Era 1999. Tenía 23 años y lo último que esperaba ese fin de semana era enamorarme.
Fui a Veracruz con un par de amigos. Playa, camarones al mojo de ajo, conversaciones largas en palapas sin techo. Uno de esos viajes donde los días parecen lentos pero se van volando. La conocí en un café cerca del malecón. Ella leía La tregua de Benedetti y llevaba un vestido rojo que no combinaba con sus sandalias. O tal vez sí, porque todo en ella parecía combinar con lo improbable.
Se llamaba Laura. Era de Guadalajara y estaba de vacaciones con una amiga.
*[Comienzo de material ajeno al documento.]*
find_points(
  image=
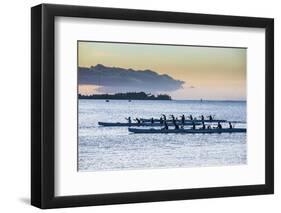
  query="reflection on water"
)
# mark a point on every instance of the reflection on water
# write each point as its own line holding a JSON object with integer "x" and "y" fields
{"x": 114, "y": 148}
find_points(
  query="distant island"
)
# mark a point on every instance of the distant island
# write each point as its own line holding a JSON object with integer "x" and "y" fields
{"x": 127, "y": 96}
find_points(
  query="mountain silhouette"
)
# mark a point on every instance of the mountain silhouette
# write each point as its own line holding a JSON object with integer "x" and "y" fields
{"x": 116, "y": 79}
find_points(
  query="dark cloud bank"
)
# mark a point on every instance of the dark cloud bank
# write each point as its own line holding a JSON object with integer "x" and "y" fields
{"x": 115, "y": 79}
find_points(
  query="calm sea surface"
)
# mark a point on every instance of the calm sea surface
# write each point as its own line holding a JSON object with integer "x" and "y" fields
{"x": 114, "y": 148}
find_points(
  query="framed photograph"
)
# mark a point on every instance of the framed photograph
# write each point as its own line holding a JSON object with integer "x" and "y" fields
{"x": 139, "y": 106}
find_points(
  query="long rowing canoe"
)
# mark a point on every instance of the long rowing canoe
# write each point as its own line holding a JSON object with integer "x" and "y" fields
{"x": 187, "y": 131}
{"x": 198, "y": 120}
{"x": 145, "y": 124}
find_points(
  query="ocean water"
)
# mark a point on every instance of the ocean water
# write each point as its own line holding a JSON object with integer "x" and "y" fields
{"x": 114, "y": 148}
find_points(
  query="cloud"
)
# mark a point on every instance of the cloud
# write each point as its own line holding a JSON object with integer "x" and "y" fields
{"x": 115, "y": 79}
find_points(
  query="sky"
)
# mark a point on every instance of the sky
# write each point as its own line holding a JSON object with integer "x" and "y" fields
{"x": 209, "y": 73}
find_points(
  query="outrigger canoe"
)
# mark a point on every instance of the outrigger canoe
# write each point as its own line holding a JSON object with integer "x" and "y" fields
{"x": 145, "y": 124}
{"x": 198, "y": 120}
{"x": 186, "y": 131}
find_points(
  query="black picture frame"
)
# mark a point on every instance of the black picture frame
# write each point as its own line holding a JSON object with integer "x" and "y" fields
{"x": 43, "y": 105}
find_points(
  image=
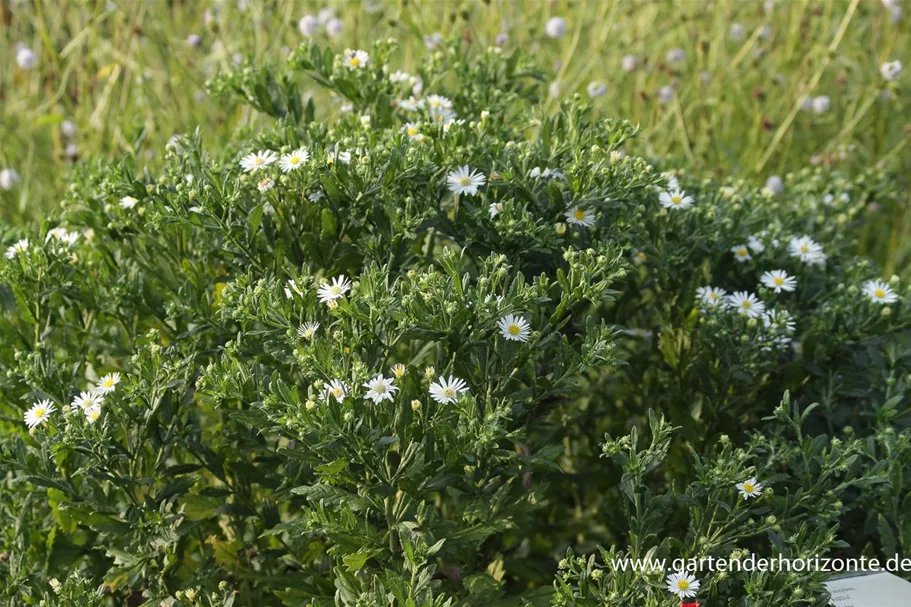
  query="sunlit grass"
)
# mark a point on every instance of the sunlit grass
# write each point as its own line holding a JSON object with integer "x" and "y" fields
{"x": 128, "y": 78}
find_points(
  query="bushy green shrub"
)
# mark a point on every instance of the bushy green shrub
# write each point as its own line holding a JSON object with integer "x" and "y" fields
{"x": 382, "y": 361}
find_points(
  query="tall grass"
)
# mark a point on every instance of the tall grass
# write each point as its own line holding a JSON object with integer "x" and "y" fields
{"x": 126, "y": 76}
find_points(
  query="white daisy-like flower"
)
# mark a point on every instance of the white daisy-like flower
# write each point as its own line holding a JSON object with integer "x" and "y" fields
{"x": 308, "y": 330}
{"x": 746, "y": 304}
{"x": 336, "y": 389}
{"x": 62, "y": 236}
{"x": 334, "y": 290}
{"x": 39, "y": 413}
{"x": 778, "y": 280}
{"x": 879, "y": 292}
{"x": 92, "y": 414}
{"x": 258, "y": 160}
{"x": 891, "y": 70}
{"x": 711, "y": 296}
{"x": 465, "y": 180}
{"x": 380, "y": 388}
{"x": 682, "y": 584}
{"x": 399, "y": 76}
{"x": 514, "y": 328}
{"x": 807, "y": 250}
{"x": 580, "y": 217}
{"x": 750, "y": 488}
{"x": 108, "y": 383}
{"x": 445, "y": 391}
{"x": 294, "y": 160}
{"x": 755, "y": 244}
{"x": 741, "y": 253}
{"x": 677, "y": 199}
{"x": 356, "y": 59}
{"x": 87, "y": 400}
{"x": 596, "y": 89}
{"x": 20, "y": 246}
{"x": 555, "y": 27}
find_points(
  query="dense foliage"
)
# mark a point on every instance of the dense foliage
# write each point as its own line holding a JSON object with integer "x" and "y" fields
{"x": 448, "y": 350}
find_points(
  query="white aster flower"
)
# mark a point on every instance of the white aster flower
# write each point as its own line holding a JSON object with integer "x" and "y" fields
{"x": 821, "y": 104}
{"x": 62, "y": 235}
{"x": 879, "y": 292}
{"x": 746, "y": 304}
{"x": 711, "y": 296}
{"x": 596, "y": 89}
{"x": 891, "y": 70}
{"x": 682, "y": 584}
{"x": 580, "y": 217}
{"x": 308, "y": 330}
{"x": 750, "y": 488}
{"x": 465, "y": 180}
{"x": 334, "y": 290}
{"x": 380, "y": 388}
{"x": 87, "y": 400}
{"x": 741, "y": 253}
{"x": 356, "y": 59}
{"x": 258, "y": 160}
{"x": 555, "y": 27}
{"x": 807, "y": 250}
{"x": 445, "y": 391}
{"x": 514, "y": 328}
{"x": 778, "y": 280}
{"x": 39, "y": 413}
{"x": 677, "y": 199}
{"x": 20, "y": 246}
{"x": 294, "y": 160}
{"x": 108, "y": 383}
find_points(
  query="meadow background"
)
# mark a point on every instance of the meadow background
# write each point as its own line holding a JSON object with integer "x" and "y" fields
{"x": 724, "y": 87}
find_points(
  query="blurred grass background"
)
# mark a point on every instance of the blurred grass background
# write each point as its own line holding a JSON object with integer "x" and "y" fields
{"x": 719, "y": 86}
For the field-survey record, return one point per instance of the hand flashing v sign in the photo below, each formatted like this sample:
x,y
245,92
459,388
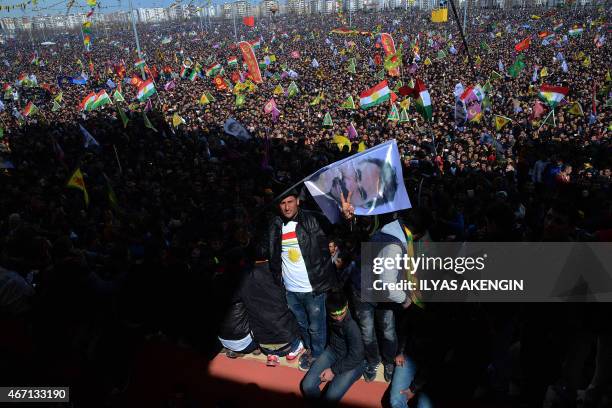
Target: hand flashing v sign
x,y
348,211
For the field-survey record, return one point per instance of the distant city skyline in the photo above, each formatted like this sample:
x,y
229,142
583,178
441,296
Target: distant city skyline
x,y
107,6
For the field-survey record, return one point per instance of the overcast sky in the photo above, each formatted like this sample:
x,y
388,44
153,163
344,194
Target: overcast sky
x,y
59,6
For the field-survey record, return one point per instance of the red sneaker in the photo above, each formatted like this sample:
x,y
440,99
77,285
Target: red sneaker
x,y
273,361
293,354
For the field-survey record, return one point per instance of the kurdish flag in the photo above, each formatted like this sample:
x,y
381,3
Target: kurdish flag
x,y
194,73
576,30
88,102
102,99
214,69
552,95
423,102
30,109
375,96
146,90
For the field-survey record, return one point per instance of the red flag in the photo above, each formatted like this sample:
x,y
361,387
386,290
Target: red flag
x,y
538,110
136,81
248,55
523,45
249,21
220,83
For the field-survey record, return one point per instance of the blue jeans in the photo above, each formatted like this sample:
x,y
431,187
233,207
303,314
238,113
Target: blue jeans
x,y
402,377
309,311
336,389
373,319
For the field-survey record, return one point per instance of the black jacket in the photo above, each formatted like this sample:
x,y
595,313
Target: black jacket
x,y
269,316
235,325
346,343
314,247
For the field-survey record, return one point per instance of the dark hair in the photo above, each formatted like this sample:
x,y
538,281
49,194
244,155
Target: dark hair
x,y
335,301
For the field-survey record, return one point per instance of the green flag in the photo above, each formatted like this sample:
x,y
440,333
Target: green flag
x,y
123,117
292,90
349,103
209,96
317,99
398,85
240,100
118,97
148,122
327,122
393,114
351,67
495,75
516,68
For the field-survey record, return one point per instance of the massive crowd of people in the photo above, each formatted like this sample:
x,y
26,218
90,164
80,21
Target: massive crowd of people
x,y
174,209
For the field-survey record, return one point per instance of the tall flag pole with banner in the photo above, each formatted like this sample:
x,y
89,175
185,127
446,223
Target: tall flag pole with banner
x,y
372,180
389,47
249,58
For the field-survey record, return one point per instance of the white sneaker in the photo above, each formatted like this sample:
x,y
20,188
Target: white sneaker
x,y
293,354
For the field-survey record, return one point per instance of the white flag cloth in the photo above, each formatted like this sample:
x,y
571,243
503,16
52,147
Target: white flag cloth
x,y
88,139
374,177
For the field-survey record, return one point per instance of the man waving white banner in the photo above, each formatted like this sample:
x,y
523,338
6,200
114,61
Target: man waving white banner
x,y
373,177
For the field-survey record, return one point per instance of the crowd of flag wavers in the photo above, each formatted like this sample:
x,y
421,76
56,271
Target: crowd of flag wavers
x,y
141,185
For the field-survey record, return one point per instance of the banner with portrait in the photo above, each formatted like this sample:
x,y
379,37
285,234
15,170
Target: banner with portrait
x,y
374,177
248,55
389,46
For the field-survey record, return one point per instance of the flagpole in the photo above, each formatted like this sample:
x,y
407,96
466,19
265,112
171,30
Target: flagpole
x,y
136,37
234,18
117,157
467,49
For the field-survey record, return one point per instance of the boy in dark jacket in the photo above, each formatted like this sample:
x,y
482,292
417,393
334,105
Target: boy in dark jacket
x,y
342,361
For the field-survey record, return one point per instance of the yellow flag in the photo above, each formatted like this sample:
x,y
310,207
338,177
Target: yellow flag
x,y
501,121
278,90
177,120
77,181
575,109
342,141
587,62
439,15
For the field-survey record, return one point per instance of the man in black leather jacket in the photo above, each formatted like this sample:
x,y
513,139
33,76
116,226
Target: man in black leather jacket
x,y
300,259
Nos reímos de lo raro que era coincidir así, sin mapas ni algoritmos.
Pasamos esa tarde juntos, los cuatro, entre cervezas, botanas y miradas que querían quedarse más tiempo. Hicimos planes para otro día que ya no iba a existir, porque ella se regresaba al día siguiente muy temprano.
Cuando pidieron el taxi, el grupo se fue separando entre abrazos, promesas ligeras y despedidas. Yo la acompañé hasta la banqueta. El motor encendido. La puerta abierta. Su amiga ya dentro. El final, inevitable.
Y entonces, lo decidí.
“Si voltea —me dije—, si antes de que el taxi dé vuelta en la esquina, voltea a verme, me lanzo a buscarla. No importa que Guadalajara esté a más de 1,000 kilómetros. No importa que suene ridículo. Si voltea, lo haré.”
El taxi arrancó. Avanzó unos metros.
Y justo cuando parecía que no —como escena escrita por un guionista que odia los finales abiertos—
Laura volteó.
Sacó la mano por la ventanilla.
La agitó.
No con nostalgia.
No con emoción exagerada.
Solo con esa sencillez que tienen los gestos que saben que pueden cambiarlo todo.
Y entonces sonrió.
Fue suficiente.
Dormí un par de horas. Al amanecer, llené el tanque de gasolina, preparé una mochila y salí de nuevo. Pero no manejé directo a Guadalajara. Me detuve en un puesto de periódicos en Córdoba, encontré el directorio de Telmex, busqué su apellido. Solo tenía una pista vaga de dónde vivía, pero con suerte encontré el número que creí que podía ser el de su casa. Y con los nervios de quien está a punto de hacer el ridículo de su vida, entré a una cabina telefónica, marqué con monedas y esperé.
—¿Bueno?
—¿Laura? Soy yo… el del esquite.
Silencio.
Y luego, una carcajada que reconocí al instante.
—¿Vienes en camino?
—Ya estoy cerca.
Nos vimos esa misma tarde, en una cafetería cerca de Chapultepec. Yo con la camisa arrugada, los ojos rojos y la certeza de que todo lo demás podía esperar.
Han pasado 25 años desde esa llamada.
Hoy tenemos una casa con jardín, dos hijos que ya casi nos alcanzan en altura, y muchas formas de contarle al mundo cómo empezó todo.
A veces, una decisión repentina y azarosa —como esperar un saludo de alguien que ya va en el taxi—
es lo que define el resto de tu vida.